The MH-65C designation is now also applied to HH-65Cs used in 'airborne use of force' missions, such as the Helicopter Interdiction Tactical Squadron (HITRON) mission taken-up by the MH-65C in early 2008. The HITRON aircraft are armed with the Barrett M107CQ 12.7 mm anti-material rifle and M240B 7.62 mm machine gun."

HTH! Mark
The M modified mission code is one of the more complicated ones in the US military designaiton system. It's been used for special operations, mine countermeasures, and now apparently means just "multimission." For example, the USN's new versions of the Sikorsky S70/H-60 are the MH-60R Seahawk (formerly the SH-60R) for ASW, ASuW, surveillance, etc. and the MH-60S Knighthawk (formerly the CH-60S) for logistics, combat SAR, and mine countermeasures. The Coast Guard is also apparently using MH-60T for its updated HH-60J Jayhawk SAR helos, as well as using MH-65C for the updated HH-65s and MH-68 for the A-109s used as interim armed helicopters.
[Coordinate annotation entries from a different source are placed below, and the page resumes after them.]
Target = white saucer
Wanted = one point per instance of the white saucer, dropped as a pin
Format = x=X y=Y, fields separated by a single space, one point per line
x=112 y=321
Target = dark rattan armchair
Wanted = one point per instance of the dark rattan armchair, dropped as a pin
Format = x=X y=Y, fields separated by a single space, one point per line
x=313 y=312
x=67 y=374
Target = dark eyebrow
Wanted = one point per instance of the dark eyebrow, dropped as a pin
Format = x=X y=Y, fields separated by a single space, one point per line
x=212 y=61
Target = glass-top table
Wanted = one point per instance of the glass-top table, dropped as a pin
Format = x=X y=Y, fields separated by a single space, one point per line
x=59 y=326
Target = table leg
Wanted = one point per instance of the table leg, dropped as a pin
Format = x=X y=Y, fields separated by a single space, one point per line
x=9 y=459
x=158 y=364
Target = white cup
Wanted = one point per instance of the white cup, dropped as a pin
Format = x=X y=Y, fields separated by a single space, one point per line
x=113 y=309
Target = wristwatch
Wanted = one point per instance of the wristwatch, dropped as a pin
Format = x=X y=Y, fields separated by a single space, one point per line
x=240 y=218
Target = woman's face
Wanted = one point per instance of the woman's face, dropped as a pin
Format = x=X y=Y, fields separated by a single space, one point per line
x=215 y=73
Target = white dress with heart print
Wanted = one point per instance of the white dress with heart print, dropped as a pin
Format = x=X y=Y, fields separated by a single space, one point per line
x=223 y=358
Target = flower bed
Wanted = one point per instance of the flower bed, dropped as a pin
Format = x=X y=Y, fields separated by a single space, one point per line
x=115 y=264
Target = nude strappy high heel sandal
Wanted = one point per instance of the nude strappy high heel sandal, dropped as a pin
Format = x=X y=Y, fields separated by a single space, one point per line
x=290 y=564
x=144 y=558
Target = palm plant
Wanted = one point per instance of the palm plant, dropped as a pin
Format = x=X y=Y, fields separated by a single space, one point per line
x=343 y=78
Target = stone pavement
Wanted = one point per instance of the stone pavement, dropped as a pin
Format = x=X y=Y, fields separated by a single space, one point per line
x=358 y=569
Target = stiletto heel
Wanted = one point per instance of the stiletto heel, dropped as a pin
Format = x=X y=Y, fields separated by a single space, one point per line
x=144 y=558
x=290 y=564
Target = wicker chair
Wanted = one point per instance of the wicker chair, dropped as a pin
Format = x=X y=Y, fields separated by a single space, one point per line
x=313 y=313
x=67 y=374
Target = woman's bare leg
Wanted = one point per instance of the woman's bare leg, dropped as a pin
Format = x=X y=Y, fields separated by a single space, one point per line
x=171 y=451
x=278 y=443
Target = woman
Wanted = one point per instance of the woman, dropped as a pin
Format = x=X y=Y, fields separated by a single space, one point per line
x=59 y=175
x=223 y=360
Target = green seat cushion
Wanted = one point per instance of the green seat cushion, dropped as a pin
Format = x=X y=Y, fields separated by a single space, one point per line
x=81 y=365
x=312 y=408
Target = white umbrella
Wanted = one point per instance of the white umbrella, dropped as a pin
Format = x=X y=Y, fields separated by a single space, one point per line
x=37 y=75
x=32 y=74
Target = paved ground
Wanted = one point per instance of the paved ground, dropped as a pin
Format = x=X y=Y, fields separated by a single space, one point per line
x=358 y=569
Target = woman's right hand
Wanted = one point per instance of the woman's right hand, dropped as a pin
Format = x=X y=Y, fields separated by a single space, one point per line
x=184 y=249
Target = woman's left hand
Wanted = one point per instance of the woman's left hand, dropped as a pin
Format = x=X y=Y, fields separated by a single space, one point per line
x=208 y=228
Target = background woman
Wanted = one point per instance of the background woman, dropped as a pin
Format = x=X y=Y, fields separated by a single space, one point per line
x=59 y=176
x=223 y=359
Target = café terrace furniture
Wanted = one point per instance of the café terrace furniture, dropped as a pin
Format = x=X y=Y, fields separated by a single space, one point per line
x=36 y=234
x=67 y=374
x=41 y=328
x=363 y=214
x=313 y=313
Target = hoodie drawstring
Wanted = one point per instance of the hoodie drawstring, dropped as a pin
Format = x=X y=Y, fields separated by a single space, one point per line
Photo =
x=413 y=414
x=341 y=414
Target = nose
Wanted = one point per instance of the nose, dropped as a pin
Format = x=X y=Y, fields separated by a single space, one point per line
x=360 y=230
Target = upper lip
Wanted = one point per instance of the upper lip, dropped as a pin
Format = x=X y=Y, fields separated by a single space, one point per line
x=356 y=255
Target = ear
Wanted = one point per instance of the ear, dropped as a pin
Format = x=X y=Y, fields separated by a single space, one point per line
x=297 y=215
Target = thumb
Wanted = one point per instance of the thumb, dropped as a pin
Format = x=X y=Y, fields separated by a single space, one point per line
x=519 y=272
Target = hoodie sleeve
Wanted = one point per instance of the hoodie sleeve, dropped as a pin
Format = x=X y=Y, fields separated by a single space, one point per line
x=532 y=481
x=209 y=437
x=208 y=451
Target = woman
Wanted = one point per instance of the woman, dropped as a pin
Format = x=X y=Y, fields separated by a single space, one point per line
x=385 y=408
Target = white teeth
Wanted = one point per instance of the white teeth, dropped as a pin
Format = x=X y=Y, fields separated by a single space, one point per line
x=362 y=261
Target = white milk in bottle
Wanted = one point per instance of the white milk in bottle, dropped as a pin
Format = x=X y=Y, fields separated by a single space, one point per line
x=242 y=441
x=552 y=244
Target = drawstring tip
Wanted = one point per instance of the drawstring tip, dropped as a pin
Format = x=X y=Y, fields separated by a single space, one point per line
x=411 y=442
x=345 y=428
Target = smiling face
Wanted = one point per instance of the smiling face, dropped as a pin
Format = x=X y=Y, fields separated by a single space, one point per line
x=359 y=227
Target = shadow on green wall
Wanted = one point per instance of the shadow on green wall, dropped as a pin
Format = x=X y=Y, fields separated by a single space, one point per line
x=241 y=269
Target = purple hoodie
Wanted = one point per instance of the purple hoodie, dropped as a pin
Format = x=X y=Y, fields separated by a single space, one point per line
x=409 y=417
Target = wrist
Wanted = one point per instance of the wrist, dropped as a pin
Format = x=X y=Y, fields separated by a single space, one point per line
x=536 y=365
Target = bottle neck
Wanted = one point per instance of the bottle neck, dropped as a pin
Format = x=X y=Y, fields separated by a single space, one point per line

The helicopter modified mission codes are pretty confused in general. For example, at one point RH, which should mean reconnaissance helicopter, was used to designate mine countermeasures helicopters, as in the RH-53D. But when the H-53E was adopted for the same mission, it became the MH-53E, even though it is no more or less multimission that the RH-53D. Both HH and MH have been used for SAR or special operations helos, depending on which service they belong to.

I note that Andreas Parsch's article on this subject ( says that M has meant multimission since 1977, but my sense is that "multimission" has been interpreted mainly as special operations for some time and only recently did someone decide that it could be applied to other missions as well.
The MH-65C is in widespread use as a multi-role helicopter, so the title ought to read "MH-65C".